End of the drama of summoning the CBN governor to ‘eat his words.’ I wrote in this column then when the issue raged: “At the end of the whole event, Sanusi ended up, in my view, a hero. He portrayed himself as a man with strong balls. For standing up to his views, he earned my respect and I guess, that of millions of Nigerians. He didn’t say he was misquoted. He didn’t try to modify his views or make his statement more pleasant to the ears of the enraged Senators. He simply restated his position despite the bullying tactics employed by Senator Iyiola Omisore and his committee members.” But, ever since , he has, in my opinion, suffered a somersault.
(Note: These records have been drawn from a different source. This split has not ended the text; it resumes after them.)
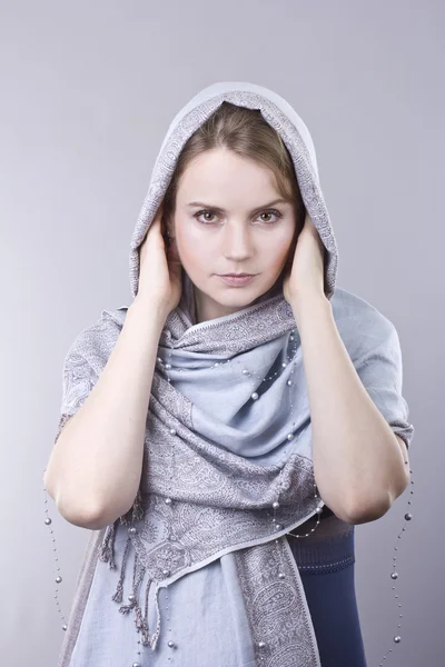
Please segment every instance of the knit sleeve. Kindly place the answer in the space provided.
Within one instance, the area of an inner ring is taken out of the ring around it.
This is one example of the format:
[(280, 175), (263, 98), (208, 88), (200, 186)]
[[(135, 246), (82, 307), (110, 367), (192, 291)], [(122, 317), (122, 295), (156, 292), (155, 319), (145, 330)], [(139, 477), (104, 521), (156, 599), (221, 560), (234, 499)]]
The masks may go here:
[(358, 323), (355, 331), (355, 369), (393, 431), (409, 449), (414, 426), (408, 405), (402, 394), (403, 361), (400, 341), (393, 322), (375, 311), (372, 318)]

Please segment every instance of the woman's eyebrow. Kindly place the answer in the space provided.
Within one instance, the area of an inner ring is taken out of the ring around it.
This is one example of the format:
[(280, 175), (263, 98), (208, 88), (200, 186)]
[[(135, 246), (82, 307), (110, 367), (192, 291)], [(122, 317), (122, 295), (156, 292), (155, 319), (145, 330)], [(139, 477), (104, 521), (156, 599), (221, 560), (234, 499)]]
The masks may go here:
[[(290, 203), (290, 202), (286, 201), (285, 199), (274, 199), (274, 201), (269, 201), (268, 203), (258, 206), (257, 208), (253, 209), (250, 212), (255, 213), (256, 211), (263, 210), (265, 208), (269, 208), (271, 206), (276, 206), (277, 203)], [(220, 213), (227, 212), (224, 208), (221, 208), (219, 206), (214, 206), (211, 203), (205, 203), (204, 201), (190, 201), (187, 206), (188, 207), (199, 206), (201, 208), (211, 209), (212, 211), (219, 211)]]

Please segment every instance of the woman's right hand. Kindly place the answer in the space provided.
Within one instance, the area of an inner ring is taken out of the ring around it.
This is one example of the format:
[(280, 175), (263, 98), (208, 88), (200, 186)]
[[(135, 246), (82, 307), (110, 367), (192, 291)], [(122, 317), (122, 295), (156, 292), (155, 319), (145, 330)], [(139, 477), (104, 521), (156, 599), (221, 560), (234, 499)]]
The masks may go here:
[(136, 298), (151, 307), (155, 301), (168, 315), (180, 301), (182, 266), (176, 240), (168, 242), (166, 248), (162, 209), (161, 203), (139, 246), (139, 285)]

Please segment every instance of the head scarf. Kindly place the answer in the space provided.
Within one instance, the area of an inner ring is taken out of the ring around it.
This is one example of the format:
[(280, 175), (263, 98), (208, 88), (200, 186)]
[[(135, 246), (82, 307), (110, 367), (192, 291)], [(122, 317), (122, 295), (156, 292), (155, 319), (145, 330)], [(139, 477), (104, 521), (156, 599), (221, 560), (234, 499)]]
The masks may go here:
[[(338, 252), (313, 140), (301, 118), (277, 93), (253, 83), (220, 82), (201, 90), (177, 113), (157, 156), (131, 238), (131, 297), (138, 292), (138, 249), (181, 149), (224, 101), (259, 109), (283, 138), (303, 201), (327, 250), (325, 295), (343, 340), (377, 407), (409, 444), (414, 429), (400, 394), (397, 334), (369, 303), (336, 287)], [(182, 276), (181, 301), (168, 315), (159, 339), (140, 489), (127, 515), (91, 536), (59, 667), (70, 665), (91, 583), (99, 573), (116, 577), (113, 603), (122, 614), (134, 614), (142, 644), (156, 655), (161, 618), (157, 607), (156, 627), (148, 626), (150, 588), (155, 587), (157, 605), (161, 587), (227, 554), (233, 554), (231, 576), (243, 591), (249, 636), (237, 664), (295, 667), (297, 655), (299, 666), (318, 666), (310, 614), (285, 539), (324, 506), (314, 480), (309, 402), (293, 310), (283, 291), (275, 290), (233, 315), (196, 323), (192, 285), (185, 271)], [(58, 435), (97, 381), (126, 313), (127, 306), (103, 310), (68, 351)], [(171, 365), (170, 381), (165, 362)], [(122, 530), (123, 558), (116, 564), (113, 542)], [(122, 605), (130, 549), (134, 580), (130, 603)], [(120, 576), (109, 571), (106, 563), (110, 570), (118, 565)], [(147, 584), (139, 591), (144, 578)], [(197, 658), (196, 666), (200, 664)], [(229, 663), (220, 656), (220, 664)]]

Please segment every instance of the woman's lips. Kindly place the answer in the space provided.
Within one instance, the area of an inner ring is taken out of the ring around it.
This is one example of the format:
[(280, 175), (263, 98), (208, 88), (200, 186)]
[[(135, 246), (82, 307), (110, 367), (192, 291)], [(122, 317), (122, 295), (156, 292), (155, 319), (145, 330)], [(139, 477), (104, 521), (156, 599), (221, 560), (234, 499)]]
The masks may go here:
[(218, 276), (218, 278), (221, 278), (226, 285), (230, 285), (231, 287), (243, 287), (250, 282), (255, 276)]

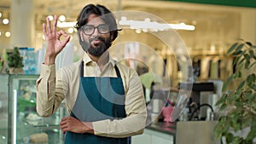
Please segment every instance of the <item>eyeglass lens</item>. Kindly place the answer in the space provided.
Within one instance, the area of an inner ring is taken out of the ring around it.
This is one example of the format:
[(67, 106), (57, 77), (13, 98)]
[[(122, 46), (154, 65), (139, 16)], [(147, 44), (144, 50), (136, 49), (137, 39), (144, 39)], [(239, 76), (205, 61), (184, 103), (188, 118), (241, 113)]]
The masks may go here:
[(96, 28), (98, 30), (99, 33), (101, 34), (105, 34), (108, 32), (108, 26), (107, 24), (102, 24), (97, 26), (94, 26), (92, 25), (84, 26), (83, 31), (86, 35), (92, 35)]

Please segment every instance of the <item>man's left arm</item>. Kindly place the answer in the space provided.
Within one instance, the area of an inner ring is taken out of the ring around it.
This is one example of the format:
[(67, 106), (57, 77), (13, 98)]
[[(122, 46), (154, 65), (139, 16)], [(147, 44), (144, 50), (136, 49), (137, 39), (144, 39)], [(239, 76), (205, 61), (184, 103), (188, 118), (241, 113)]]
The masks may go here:
[(127, 83), (125, 95), (126, 118), (92, 123), (94, 134), (108, 137), (127, 137), (143, 134), (146, 124), (147, 108), (143, 86), (134, 70)]

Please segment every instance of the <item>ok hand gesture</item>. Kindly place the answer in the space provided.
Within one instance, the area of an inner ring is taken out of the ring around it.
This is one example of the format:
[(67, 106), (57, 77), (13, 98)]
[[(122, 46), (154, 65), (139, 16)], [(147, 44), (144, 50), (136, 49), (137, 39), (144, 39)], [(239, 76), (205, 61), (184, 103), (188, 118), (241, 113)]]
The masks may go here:
[[(44, 64), (49, 66), (55, 63), (57, 55), (63, 49), (70, 39), (70, 36), (63, 30), (56, 32), (57, 20), (57, 15), (55, 15), (52, 27), (49, 18), (46, 18), (46, 25), (43, 24), (43, 32), (47, 43)], [(64, 36), (64, 40), (61, 41), (62, 35)]]

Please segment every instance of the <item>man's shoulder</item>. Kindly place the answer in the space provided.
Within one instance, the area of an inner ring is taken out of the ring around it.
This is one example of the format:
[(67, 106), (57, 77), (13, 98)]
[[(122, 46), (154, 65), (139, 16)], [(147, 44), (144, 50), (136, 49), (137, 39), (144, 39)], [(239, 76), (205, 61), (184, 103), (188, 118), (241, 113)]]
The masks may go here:
[(62, 68), (61, 68), (61, 71), (66, 72), (68, 73), (74, 73), (78, 71), (78, 68), (79, 67), (79, 61), (73, 62), (70, 65), (65, 66)]

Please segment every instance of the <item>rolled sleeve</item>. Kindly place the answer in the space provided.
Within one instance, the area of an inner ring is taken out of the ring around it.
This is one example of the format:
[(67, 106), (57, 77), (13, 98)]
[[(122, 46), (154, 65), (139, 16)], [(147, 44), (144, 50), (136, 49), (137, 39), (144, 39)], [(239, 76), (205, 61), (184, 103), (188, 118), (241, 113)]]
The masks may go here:
[(126, 118), (93, 122), (94, 134), (108, 137), (127, 137), (143, 134), (146, 124), (147, 109), (142, 84), (134, 73), (129, 78), (125, 95)]
[(55, 65), (41, 65), (37, 80), (37, 112), (42, 117), (49, 117), (60, 105), (55, 95)]

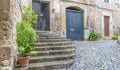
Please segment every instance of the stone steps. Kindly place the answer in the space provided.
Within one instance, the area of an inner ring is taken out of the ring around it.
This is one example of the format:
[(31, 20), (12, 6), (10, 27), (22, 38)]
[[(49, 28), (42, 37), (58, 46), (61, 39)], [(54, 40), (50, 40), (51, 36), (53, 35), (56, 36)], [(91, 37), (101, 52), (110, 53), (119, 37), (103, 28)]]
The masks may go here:
[(74, 60), (63, 60), (63, 61), (52, 61), (52, 62), (41, 62), (41, 63), (32, 63), (29, 64), (29, 68), (34, 68), (34, 67), (43, 67), (43, 66), (53, 66), (53, 65), (66, 65), (66, 64), (70, 64), (73, 63)]
[(37, 51), (41, 50), (64, 50), (64, 49), (69, 49), (69, 48), (74, 48), (74, 45), (63, 45), (63, 46), (36, 46), (35, 49)]
[(60, 45), (69, 45), (74, 44), (72, 41), (64, 41), (64, 42), (39, 42), (34, 43), (34, 46), (60, 46)]
[(56, 36), (50, 31), (37, 31), (37, 34), (38, 42), (32, 46), (38, 53), (30, 57), (28, 70), (50, 70), (51, 67), (58, 70), (74, 62), (74, 42)]
[(51, 62), (51, 61), (63, 61), (63, 60), (69, 60), (75, 57), (74, 54), (63, 54), (63, 55), (48, 55), (48, 56), (37, 56), (37, 57), (31, 57), (30, 63), (39, 63), (39, 62)]
[(38, 42), (62, 42), (70, 41), (69, 39), (39, 39)]

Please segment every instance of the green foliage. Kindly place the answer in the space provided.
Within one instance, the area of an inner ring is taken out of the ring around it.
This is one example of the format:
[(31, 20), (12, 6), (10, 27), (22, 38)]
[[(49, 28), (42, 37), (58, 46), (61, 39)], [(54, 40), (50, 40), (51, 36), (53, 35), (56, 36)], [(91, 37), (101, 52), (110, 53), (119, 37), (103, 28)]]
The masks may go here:
[(97, 40), (97, 39), (98, 39), (98, 33), (92, 31), (89, 35), (89, 40), (94, 41), (94, 40)]
[(34, 12), (32, 5), (22, 6), (22, 20), (29, 24), (37, 23), (38, 15)]
[(17, 23), (17, 44), (25, 46), (37, 41), (37, 34), (30, 24), (25, 21)]
[(19, 57), (26, 57), (30, 56), (31, 54), (36, 54), (37, 52), (34, 51), (34, 48), (32, 48), (29, 44), (25, 44), (25, 46), (18, 47), (19, 51)]
[(112, 40), (118, 40), (118, 35), (113, 35)]
[(22, 21), (17, 23), (17, 45), (18, 56), (26, 57), (35, 54), (34, 48), (30, 44), (37, 41), (37, 34), (32, 28), (32, 24), (37, 22), (38, 15), (32, 9), (32, 5), (22, 7)]

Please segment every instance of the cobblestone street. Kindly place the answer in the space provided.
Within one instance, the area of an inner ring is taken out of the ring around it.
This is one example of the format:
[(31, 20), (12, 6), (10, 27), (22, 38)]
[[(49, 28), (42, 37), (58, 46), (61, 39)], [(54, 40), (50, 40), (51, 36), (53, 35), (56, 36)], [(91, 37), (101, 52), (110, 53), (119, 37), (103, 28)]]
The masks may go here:
[(72, 70), (120, 70), (120, 45), (117, 41), (76, 42), (76, 54)]

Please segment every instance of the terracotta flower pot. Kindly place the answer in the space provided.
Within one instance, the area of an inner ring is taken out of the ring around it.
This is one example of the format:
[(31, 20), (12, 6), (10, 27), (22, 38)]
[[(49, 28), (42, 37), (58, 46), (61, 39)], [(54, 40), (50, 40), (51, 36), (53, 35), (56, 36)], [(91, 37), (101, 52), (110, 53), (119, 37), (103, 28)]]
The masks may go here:
[(18, 57), (18, 62), (20, 66), (26, 67), (29, 64), (29, 57)]

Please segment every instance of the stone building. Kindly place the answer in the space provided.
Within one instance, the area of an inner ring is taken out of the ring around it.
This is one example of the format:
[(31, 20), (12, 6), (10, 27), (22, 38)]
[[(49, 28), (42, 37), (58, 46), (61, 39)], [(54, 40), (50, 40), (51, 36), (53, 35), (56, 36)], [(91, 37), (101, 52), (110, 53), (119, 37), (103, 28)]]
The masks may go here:
[(72, 40), (85, 40), (90, 31), (110, 39), (119, 27), (118, 0), (33, 0), (40, 30)]
[[(120, 27), (119, 0), (1, 0), (0, 61), (13, 67), (16, 50), (16, 23), (21, 20), (21, 5), (30, 2), (39, 14), (35, 29), (53, 31), (72, 40), (85, 40), (94, 30), (101, 38), (110, 39)], [(7, 51), (7, 52), (6, 52)]]

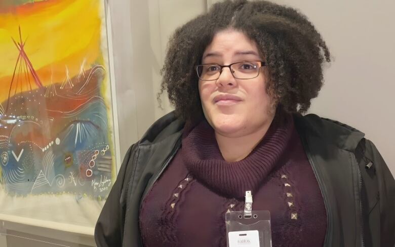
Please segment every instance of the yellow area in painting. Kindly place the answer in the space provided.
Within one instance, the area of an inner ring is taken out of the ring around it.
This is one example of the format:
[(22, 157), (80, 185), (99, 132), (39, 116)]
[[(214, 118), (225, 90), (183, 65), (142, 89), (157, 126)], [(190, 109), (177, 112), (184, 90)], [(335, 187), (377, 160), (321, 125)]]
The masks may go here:
[[(0, 10), (0, 102), (8, 96), (20, 42), (41, 83), (61, 83), (102, 58), (99, 0), (47, 0)], [(22, 71), (21, 76), (24, 76)], [(19, 71), (17, 68), (17, 73)], [(27, 89), (26, 88), (26, 89)]]

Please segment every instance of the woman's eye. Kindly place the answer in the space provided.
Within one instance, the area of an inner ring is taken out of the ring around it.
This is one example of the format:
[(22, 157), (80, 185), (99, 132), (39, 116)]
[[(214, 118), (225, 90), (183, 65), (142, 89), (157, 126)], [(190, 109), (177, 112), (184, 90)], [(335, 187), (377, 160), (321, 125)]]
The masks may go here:
[(255, 68), (255, 66), (249, 63), (244, 63), (241, 66), (242, 69), (252, 69)]
[(218, 66), (210, 66), (209, 67), (207, 70), (209, 71), (216, 71), (218, 69)]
He has continued to plot the wrong kind of ‘coups.’ From the controversy over religious banking, to the ill-advised donation in Kano and Madalla, to the thoughtless proposed introduction of the new N5,000 currency, Sanusi has been putting the wrong foot forward. And this is quite sad for a man I really liked and spoke with on telephone on two or three occasions commending him for his forthrightness and proactive disposition. Please, permit me not to comment on the first two subjects as the disquiet over them appear to have died down and so doing would be akin to reopening old wounds.
Instead, it is the N5,000 currency controversy(which happily has been killed and hopefully, buried forever) that demands a critical evaluation. I straightaway pitch my tent with the many commentators who kicked against the move. Like the preponderance of views expressed, I honestly thought it was a patently confused and confusing idea. Sanusi was approbating and reprobating at the same time, as the lawyers would say. A man who screamed himself hoarse on the cashless policy was, also, at the same time, sounding the drum beats for a higher currency denomination.
Don’t carry cash, then carry a lot of cash in higher denomination. That sounded incoherent. And when the same man began to hurl verbal missiles at opponents of his organisation’s proposed programme, I thought he had gone beyond the limits. How could he call a whole former head of state and president an illiterate in economic matters. It doesn’t matter whether you like or dislike Chief Olusegun Obasanjo. As a Nigerian, like other Nigerians, he had the inalienable right to express his opinion on a public issue. And that was what he was doing. Sanusi, a man paid by all of us tax payers, didn’t have the right to blow such whiff of hot air over a public issue.
He is, after all, supposed to be a public servant, serving all of us. Sanusi’s irritation with criticisms over the controversial new note clearly displayed a negative attitude that has become common place in government arena. And it should stop forthwith, if our country must make progress. Elected, appointed or otherwise, those who serve in government are not necessarily more knowledgeable than other Nigerians who are not in government. They are only privileged. No more.
It is indeed, a welcome relief that this issue of a higher denomination of Nigerian currency has died a well-deserved death. Sanusi’s ‘coup’ of a new currency was, in my view, a coup against the poor people of Nigeria. A coup against the artisans, the unemployed, the market woman, the civil servant, and those who would have been further impoverished by it, because it wouldn’t have uplifted their standard of living in any appreciable manner.
If, anything, Sanusi’s aborted N5,000 note would only have created an illusion of grandeur. Let’s toast to the failed ‘coup,’ fellow Nigerians. A piece of advice to my friend, Comrade Sanusi: let the sleeping dog lie forever!